The list above is what one could reasonably predict under Taliban rule. It is a simple restatement of what the Taliban did while in power coupled with an assessment of their current aspirations in Pakistan. One could judiciously predict that the best indicator of Taliban intention in a new position of power would be their past behavior while they were in control of the Afghan Government. While I fully support the controlled and orderly withdrawal of combat troops from Iraq that is currently underway, and in due course, the development of a reasonable exit strategy for Afghanistan, linking both policies in exit would be as foolish as joining them was at the start. I want to reemphasize that it was a rush to judgment that fostered the current, less than optimal conditions, in both Theaters of War and caution should be the standard that we employ for any strategic disengagement.

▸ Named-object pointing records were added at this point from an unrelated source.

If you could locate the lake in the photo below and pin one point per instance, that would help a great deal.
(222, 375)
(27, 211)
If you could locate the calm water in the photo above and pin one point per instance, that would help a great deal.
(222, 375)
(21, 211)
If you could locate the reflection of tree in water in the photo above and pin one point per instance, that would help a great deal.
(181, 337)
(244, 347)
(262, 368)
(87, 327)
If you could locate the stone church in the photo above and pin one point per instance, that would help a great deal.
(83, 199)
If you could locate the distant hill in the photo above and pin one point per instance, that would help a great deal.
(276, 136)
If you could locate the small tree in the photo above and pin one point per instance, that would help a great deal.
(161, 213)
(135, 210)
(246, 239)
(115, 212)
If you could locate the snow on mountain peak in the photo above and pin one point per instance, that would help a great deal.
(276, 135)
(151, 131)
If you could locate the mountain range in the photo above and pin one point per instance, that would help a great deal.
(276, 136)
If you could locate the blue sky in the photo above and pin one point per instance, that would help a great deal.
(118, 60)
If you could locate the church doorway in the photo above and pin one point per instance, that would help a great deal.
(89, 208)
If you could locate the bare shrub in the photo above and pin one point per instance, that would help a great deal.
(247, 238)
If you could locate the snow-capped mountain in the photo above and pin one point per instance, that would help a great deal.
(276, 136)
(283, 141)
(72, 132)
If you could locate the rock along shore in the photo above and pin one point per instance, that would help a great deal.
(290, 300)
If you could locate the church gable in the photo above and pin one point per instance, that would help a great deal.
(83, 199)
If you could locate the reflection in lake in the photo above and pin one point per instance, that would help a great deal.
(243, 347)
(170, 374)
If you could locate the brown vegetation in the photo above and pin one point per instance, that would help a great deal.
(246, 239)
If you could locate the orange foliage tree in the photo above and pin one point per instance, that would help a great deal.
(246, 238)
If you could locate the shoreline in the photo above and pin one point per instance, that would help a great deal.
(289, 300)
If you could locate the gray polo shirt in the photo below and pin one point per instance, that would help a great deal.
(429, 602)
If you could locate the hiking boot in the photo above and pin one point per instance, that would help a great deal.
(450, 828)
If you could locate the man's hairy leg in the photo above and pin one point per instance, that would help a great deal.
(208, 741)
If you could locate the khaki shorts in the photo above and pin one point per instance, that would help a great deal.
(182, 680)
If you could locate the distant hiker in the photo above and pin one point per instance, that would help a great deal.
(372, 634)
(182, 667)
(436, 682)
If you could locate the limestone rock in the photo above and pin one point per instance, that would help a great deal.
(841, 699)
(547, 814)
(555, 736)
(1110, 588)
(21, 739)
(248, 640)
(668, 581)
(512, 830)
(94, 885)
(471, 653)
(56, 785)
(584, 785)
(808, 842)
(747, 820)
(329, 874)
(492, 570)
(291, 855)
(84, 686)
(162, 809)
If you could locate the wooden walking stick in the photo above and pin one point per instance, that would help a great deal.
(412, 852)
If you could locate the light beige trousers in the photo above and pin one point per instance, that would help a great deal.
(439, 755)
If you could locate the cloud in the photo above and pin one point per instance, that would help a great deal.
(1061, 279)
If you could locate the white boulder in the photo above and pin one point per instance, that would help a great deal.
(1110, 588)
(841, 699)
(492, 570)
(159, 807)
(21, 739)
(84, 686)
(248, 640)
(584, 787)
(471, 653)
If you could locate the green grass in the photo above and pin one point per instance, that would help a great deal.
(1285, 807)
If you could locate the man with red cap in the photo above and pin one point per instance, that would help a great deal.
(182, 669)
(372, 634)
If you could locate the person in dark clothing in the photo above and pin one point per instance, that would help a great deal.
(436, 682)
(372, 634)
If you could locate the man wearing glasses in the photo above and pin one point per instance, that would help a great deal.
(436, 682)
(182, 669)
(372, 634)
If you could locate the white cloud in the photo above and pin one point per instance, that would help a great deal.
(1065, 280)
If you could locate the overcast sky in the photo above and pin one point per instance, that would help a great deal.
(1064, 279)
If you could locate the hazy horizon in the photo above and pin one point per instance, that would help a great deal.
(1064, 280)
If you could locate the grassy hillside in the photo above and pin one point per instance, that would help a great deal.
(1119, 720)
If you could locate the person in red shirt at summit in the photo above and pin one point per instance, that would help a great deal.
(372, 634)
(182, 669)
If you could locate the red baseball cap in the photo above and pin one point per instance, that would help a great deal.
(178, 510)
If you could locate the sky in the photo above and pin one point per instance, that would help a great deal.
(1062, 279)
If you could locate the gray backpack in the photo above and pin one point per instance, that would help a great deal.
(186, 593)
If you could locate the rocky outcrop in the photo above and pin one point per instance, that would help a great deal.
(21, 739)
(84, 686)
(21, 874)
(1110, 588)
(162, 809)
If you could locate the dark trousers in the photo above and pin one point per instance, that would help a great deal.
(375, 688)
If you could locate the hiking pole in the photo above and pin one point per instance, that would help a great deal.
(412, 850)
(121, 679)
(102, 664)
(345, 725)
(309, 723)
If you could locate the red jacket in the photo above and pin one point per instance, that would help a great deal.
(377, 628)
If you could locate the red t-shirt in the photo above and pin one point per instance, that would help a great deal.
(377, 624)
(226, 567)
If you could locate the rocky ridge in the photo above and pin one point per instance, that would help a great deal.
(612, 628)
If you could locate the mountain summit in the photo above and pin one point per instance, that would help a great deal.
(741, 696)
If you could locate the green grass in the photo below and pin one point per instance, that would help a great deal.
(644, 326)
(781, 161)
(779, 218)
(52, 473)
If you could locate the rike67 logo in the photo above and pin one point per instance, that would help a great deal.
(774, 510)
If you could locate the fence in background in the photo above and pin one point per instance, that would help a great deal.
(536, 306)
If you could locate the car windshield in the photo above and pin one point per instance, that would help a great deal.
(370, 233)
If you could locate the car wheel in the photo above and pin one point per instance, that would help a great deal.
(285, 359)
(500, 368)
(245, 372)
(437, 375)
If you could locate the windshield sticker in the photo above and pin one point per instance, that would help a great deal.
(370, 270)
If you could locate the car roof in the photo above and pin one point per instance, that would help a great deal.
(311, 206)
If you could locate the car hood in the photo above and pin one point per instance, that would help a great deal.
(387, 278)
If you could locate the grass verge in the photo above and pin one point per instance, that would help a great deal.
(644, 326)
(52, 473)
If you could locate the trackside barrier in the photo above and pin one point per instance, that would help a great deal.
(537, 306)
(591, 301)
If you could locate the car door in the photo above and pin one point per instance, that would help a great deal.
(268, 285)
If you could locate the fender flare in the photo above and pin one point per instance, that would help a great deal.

The problems in Afghanistan are much more layered, nuanced and complex. But finding a solution to these problems is essential if we are serious about establishing an enduring era of peace and stability in South Asia with whatever global implication that implies. Solving these problems will require a new, bold and perhaps unconventional pledge by the West. We may have to commit to a generation of cost effective nation building to stabilize this region and ultimately address American interests by helping to build a safe and secure Afghanistan that in its stability poses no threat to its citizens, its neighbors or the world.
Americans may have forgotten that the people of Afghanistan fought the hot point for our Cold War victory over the Soviet Union. We should all soberly bear in mind that Afghan citizens accepted casualties in massive numbers in pursuit of this goal and when on February 15, 1989 Boris Gromov, the final departing Soviet officer walked across the Pul e Ayraton Bridge in Northern Afghanistan, the consequences of the final chapter of the Great Game, played out in the twentieth century, were ready to be fulfilled and the geopolitical dynamics had been set in place that would ultimately free the Captive Nations of Eastern Europe, bring down the Berlin Wall and as a result of the blood sacrifice of the people of Afghanistan, win the Cold War for America. Twelve years and one day after the invasion of Afghanistan the Soviet Union dissolved.
America owes the Afghan people a moral debt. Open for discussion and deliberation is how one accurately assesses the worth of this kind of ethical obligation. What can be said, with the certainty of historical hindsight, is that abandoning the people of Afghanistan to a hypocritical, harsh, repressive and extremist Taliban theocratic-political agenda that justifies its hatred and violent behavior toward women and minorities as well as toward Americans, behind a thin veneer of literalist religious rhetoric, improper interpretation of scripture and faux public piety, will never serve the interests of Afghanistan. Nor, if history offers any kind of instruction, would a Taliban victory in Afghanistan be in the best interests of the United States of America.